# Build the Ping))) Bracket and Circuit

## The Build

• Build and test your cyber:bot, following all tutorials up to Navigation with the cyber:bot
• Attach the Ping))) sensor and Mounting Bracket Kit to your cyber:bot, following the directions that come with the kit.
• The Ping))) Sensor plugs into servo header pin 16 on the cyber:bot board.
• Mounting bracket standard servo plugs into servo header 17 on the cyber:bot board.
• Center the Ping))) Mounting bracket on the servo horn.
• Attach the Ping))) Mounting Bracket to the servo horn.
• Move it back and forth and verify that the approximately 180 degrees of movement occurs evenly in front of the robot (the servo has mechanical limits)
• Reposition it as necessary before tightening the black screw.
• Next, you’ll need to check the servo wires to make sure they are free of binding.

It’s a good idea to add a “strain relief” with a zip tie or small wire to each end of the cable. One could secure the Ping)))’s cable to the header block and another may be used to keep the cable pointed upward so it doesn’t interfere with components on the breadboard. Make sure the cable doesn’t rub against anything when the servo moves.

## How the Ping))) Ultrasonic Sensor Works

The Ping))) Ultrasonic Distance Sensor lets your cyber:bot detect obstacles by measuring the distance to them.

Much like a bat, the Ping))) sensor emits an ultrasonic chirp, then listens for the chirp's echo. The time between these two events is used to calculate the distance to an object. While most objects will return an echo, be aware that size, material, and angle all make a difference, as shown in the image below.

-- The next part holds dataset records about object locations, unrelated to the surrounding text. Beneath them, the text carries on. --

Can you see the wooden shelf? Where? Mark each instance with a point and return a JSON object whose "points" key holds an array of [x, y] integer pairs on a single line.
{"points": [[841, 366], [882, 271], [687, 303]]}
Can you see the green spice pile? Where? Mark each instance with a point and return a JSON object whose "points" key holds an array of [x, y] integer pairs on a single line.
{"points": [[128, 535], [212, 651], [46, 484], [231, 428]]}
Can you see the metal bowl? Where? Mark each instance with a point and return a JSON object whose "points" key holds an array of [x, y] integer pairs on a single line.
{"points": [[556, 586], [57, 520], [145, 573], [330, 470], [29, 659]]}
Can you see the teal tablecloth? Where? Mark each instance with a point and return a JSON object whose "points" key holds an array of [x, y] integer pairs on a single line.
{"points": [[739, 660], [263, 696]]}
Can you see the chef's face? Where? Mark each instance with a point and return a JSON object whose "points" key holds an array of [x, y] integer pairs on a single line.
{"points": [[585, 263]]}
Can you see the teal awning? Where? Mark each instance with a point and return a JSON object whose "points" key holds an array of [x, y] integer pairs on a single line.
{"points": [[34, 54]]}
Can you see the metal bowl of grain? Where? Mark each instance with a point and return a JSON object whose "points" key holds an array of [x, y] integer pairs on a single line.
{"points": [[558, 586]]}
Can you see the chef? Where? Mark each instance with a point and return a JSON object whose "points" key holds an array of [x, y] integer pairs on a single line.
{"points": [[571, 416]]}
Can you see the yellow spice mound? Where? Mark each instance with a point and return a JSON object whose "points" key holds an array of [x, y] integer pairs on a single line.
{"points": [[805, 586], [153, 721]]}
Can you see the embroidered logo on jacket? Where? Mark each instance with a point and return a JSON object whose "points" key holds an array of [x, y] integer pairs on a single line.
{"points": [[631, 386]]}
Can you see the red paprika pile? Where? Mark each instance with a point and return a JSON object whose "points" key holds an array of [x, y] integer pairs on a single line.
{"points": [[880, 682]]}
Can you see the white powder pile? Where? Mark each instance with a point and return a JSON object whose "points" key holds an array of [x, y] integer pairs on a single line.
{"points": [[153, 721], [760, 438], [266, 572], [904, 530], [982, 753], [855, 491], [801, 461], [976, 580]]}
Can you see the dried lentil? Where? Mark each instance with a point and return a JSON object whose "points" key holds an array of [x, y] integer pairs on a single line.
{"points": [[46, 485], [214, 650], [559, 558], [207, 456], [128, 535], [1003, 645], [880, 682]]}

The Ping))) sensor measures the echo return time in terms of microseconds. Then, it uses the fact that sound travels at 0.03448 cm/µs at room temperature. That’s 3.448 hundredths of a centimeter per millionth of a second at a temperature of (22.2 ºC). Just as a car travels distance = speed x time, so does sound, with an equation of s = ct, where s is the distance, c is the speed of sound and t is the time.

Did you know that the speed of sound in air actually changes with air temperature?  This Learn reference article explains more about why this happens. Temperature extremes can actually make a slight, but notable, difference in Ping))) sensor measurements.